Our goal is to design lessons that support the learning of students with a wide range of understanding. In heterogeneous LMR classrooms, a teacher’s role is to foster mathematical thinking and facilitate the ’travel of ideas’ through whole class and small group discussions. There are 5 principles that guide our lesson design.

1. Lessons should target core mathematical ideas. Core mathematical ideas for integers on the number line, for example, include:
1. Integers can be represented on the number line as magnitudes. On the number line, magnitude is the measure of the distance between two points.
2. Positive integers are magnitudes from 0 to the right of 0 on the number line. Negative integers are magnitudes from 0 to the left of 0 on the number line.
3. Integers can be represented as vectors on the number line, with the properties of magnitude and direction.
2. Lesson should be organized as a mathematically coherent lesson series. Prior lessons provide a foothold into the big ideas introduced in subsequent lesson, and subsequent lessons provide new insights into the ideas that were the focus of prior lessons.
3. Lessons should engage all students in reflection on core mathematical ideas. One way to encourage reflection is to ask students to choose the best of several solutions to a challenging problem; this strategy will be most effective if students choose from typical solutions offered by students. As teachers ask students to consider the thinking of their peers, conceptual challenges emerge that students need to confront and resolve. Teachers can facilitate the discussion in a way that encourages students to apply knowledge gained from prior lessons.
4. Lesson design should build on student thinking within and across lessons. Because it can be challenging for teachers to interpret student thinking while managing a complex lesson, we provide teachers a framework for interpreting student thinking in each LMR lesson based on the findings from our research.5. Lessons should be feasible to implement, and one way to ensure feasibility is a predictable lesson structure. As we describe below, LMR lessons often begin with a Problem of the Day that focuses on core mathematical ideas and elicits variations in student thinking; what follows is a structured sequence of whole class and small group discussions that support reflection, listening, and building mathematical consensus.

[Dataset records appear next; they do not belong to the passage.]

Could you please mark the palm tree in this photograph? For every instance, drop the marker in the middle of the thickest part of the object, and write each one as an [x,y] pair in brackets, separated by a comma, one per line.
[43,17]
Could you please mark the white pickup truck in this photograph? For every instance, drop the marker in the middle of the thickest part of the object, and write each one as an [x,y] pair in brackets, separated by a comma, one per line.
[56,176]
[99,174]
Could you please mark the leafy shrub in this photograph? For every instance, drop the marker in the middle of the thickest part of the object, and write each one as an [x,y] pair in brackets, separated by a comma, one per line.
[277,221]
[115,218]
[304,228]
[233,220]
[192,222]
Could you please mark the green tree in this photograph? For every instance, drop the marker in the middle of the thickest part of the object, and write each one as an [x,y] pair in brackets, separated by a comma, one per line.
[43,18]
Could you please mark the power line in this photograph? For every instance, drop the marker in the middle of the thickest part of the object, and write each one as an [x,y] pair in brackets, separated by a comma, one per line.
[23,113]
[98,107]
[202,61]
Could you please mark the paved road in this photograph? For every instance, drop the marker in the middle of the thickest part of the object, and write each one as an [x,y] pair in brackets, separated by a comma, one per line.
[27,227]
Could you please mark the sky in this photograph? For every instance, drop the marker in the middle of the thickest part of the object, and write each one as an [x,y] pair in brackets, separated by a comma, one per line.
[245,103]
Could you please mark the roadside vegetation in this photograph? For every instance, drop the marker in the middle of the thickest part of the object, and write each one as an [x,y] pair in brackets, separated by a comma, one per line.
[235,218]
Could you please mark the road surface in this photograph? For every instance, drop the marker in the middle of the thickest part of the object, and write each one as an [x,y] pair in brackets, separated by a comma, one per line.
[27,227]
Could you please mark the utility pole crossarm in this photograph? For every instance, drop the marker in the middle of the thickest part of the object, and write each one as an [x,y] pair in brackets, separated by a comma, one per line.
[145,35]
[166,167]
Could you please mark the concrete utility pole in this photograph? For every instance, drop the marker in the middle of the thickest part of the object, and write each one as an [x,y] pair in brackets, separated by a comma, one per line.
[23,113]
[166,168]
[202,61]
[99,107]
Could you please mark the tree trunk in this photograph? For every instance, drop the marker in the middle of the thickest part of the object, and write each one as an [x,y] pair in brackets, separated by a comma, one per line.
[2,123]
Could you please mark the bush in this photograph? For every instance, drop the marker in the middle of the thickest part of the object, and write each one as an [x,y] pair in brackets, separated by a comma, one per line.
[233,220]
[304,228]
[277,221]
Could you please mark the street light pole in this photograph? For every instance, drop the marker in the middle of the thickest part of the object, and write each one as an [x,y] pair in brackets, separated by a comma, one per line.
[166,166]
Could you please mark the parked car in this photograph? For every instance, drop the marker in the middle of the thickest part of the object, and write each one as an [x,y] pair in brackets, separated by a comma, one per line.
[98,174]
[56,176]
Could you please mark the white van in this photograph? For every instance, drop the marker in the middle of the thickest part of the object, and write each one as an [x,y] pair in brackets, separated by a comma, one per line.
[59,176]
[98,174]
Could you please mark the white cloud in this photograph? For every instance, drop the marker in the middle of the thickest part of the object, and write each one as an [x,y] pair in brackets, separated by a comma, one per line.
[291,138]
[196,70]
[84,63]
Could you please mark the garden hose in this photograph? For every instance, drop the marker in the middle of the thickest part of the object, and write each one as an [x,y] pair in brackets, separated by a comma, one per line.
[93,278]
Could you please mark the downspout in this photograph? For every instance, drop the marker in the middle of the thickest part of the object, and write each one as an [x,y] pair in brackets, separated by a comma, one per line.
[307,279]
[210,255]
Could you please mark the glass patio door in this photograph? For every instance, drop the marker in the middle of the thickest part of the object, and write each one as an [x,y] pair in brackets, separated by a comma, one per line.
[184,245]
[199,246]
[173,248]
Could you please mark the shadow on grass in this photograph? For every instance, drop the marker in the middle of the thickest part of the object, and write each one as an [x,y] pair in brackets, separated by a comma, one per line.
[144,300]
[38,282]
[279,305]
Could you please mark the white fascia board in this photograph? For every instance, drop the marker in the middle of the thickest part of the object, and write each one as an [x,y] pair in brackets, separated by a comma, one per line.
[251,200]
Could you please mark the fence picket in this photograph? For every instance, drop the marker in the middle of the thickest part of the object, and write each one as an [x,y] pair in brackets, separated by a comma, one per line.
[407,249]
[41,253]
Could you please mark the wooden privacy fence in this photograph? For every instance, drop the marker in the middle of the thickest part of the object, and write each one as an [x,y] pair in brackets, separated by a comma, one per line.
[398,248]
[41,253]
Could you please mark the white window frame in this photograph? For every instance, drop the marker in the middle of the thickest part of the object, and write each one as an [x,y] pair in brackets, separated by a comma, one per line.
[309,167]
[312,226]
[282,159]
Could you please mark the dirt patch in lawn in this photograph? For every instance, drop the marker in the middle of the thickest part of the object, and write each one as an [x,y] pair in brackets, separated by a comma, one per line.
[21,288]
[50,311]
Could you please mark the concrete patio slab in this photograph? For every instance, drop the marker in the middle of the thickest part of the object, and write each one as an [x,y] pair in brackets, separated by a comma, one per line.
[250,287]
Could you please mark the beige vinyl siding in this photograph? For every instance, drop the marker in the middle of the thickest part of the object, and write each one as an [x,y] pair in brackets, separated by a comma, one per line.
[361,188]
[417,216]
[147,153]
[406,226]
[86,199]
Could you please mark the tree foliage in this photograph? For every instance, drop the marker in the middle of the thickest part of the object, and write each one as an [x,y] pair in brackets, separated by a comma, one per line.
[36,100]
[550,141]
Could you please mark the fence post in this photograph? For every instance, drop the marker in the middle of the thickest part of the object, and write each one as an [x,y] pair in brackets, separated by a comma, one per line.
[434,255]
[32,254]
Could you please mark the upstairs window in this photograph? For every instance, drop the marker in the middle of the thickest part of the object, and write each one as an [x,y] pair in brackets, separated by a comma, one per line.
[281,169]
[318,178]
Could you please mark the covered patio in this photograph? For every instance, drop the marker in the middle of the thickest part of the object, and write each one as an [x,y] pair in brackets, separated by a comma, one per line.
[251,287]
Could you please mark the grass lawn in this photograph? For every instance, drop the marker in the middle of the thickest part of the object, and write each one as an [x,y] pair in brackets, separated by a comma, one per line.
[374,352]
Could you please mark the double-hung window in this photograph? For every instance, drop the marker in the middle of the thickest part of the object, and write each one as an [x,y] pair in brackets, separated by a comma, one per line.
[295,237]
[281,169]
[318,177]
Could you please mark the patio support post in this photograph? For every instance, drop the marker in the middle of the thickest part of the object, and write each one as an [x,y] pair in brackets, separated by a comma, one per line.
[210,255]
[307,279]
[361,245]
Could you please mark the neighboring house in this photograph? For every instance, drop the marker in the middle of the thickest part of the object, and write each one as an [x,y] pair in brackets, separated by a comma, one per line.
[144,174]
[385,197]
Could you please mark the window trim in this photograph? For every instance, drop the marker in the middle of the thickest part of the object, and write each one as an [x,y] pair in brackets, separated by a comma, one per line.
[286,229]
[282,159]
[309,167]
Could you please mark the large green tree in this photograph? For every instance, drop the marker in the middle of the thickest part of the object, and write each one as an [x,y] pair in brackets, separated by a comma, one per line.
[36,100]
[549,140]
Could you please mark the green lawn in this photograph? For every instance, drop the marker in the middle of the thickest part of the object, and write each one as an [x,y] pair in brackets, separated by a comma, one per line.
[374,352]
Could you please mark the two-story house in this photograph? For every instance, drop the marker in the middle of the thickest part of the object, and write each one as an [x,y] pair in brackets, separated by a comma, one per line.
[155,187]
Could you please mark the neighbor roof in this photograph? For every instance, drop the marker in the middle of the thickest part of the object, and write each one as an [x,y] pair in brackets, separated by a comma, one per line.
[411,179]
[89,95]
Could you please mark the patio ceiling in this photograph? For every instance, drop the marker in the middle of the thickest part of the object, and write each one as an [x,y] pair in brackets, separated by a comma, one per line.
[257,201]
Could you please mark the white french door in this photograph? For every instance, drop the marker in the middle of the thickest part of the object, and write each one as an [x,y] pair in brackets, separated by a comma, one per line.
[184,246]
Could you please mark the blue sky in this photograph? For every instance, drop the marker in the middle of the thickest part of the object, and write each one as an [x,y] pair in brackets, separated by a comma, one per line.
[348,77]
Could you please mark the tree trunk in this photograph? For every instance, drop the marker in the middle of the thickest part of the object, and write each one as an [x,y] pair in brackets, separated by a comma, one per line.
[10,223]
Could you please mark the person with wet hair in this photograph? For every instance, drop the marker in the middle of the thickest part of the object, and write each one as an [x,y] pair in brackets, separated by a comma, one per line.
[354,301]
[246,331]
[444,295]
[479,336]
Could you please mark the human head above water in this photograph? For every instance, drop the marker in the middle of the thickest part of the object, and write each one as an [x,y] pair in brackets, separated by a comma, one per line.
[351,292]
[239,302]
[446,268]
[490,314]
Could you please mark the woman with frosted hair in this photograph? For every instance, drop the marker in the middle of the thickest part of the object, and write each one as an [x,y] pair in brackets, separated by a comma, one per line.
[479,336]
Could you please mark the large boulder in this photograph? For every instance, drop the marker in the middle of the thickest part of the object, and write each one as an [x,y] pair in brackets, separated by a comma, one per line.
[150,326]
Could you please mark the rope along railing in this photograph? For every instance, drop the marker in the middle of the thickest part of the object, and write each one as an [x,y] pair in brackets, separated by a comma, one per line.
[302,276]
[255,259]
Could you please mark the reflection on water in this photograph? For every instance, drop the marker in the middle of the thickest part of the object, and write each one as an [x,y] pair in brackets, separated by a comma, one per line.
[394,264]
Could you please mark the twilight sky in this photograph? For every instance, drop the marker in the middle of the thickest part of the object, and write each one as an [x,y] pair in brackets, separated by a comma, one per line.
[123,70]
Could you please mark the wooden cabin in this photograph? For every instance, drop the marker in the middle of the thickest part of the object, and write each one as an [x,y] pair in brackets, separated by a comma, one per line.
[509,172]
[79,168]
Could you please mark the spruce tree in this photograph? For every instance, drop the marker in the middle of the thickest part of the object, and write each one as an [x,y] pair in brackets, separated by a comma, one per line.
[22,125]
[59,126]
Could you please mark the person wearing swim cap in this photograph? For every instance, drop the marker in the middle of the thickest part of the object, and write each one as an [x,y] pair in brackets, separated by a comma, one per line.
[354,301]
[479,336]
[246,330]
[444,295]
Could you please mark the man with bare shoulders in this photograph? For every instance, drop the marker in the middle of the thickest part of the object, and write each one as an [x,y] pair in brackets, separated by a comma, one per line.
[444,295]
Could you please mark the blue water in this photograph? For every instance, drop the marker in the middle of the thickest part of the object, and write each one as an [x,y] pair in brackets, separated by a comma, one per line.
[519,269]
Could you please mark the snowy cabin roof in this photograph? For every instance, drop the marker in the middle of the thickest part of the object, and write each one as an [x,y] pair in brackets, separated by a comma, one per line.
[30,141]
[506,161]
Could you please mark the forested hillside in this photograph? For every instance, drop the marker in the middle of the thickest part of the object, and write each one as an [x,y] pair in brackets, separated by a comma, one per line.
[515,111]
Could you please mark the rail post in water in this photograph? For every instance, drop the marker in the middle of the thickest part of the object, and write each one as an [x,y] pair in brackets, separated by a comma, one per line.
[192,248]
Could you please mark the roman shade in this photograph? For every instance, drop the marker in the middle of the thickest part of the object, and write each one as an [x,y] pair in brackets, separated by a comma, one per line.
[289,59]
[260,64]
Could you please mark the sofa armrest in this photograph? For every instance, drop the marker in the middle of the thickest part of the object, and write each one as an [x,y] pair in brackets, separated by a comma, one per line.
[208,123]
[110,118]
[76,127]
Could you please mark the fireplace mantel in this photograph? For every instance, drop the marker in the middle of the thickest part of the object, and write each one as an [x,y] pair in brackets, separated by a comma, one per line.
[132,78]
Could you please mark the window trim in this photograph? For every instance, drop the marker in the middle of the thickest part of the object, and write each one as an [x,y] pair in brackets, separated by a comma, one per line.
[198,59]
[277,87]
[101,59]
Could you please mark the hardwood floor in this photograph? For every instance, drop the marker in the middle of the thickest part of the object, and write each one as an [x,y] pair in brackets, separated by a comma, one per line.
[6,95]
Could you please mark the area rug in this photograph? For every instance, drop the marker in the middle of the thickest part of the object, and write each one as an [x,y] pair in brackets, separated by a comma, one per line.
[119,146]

Each LMR lesson also builds on prior lessons in explicit ways, so no lesson feels like a unique event.

As shown in the figure above, LMR lessons begin with a ’Problem of the Day’ (PoD). This problem features a non-routine treatment of the number line featuring unequal intervals. First students work on the PoD, followed by teacher-guided whole class and small group discussions focused on students’ differing solutions. In the figure, the PoD is to identify the number indicated on a number line partitioned into unequal intervals. Each lesson has a 5-phase structure, and at each phase, the PoD has a central and organizing role.

Phase 1. Students work independently to choose one of five solutions to the problem of the day and justify their choice in writing. This phase provides time for students to reflect as they construct their solution, and the student work provides the teacher an initial assessment of students’ mathematical thinking.

Phase 2. Several students present their solutions and justifications. This phase allows the teacher to assess the variation in student thinking in the class.

Phase 3. The teacher organizes students in small work groups. Students present their thinking to one another and try to reach consensus on a single solution and justification.

Phase 4. The class re-assembles, and the teacher orchestrates discussion towards the correct solution with an extended explanation.

Phase 5. The lesson concludes with a final assessment consisting of extension problems. The teacher uses students’ responses to evaluate the lesson’s effectiveness.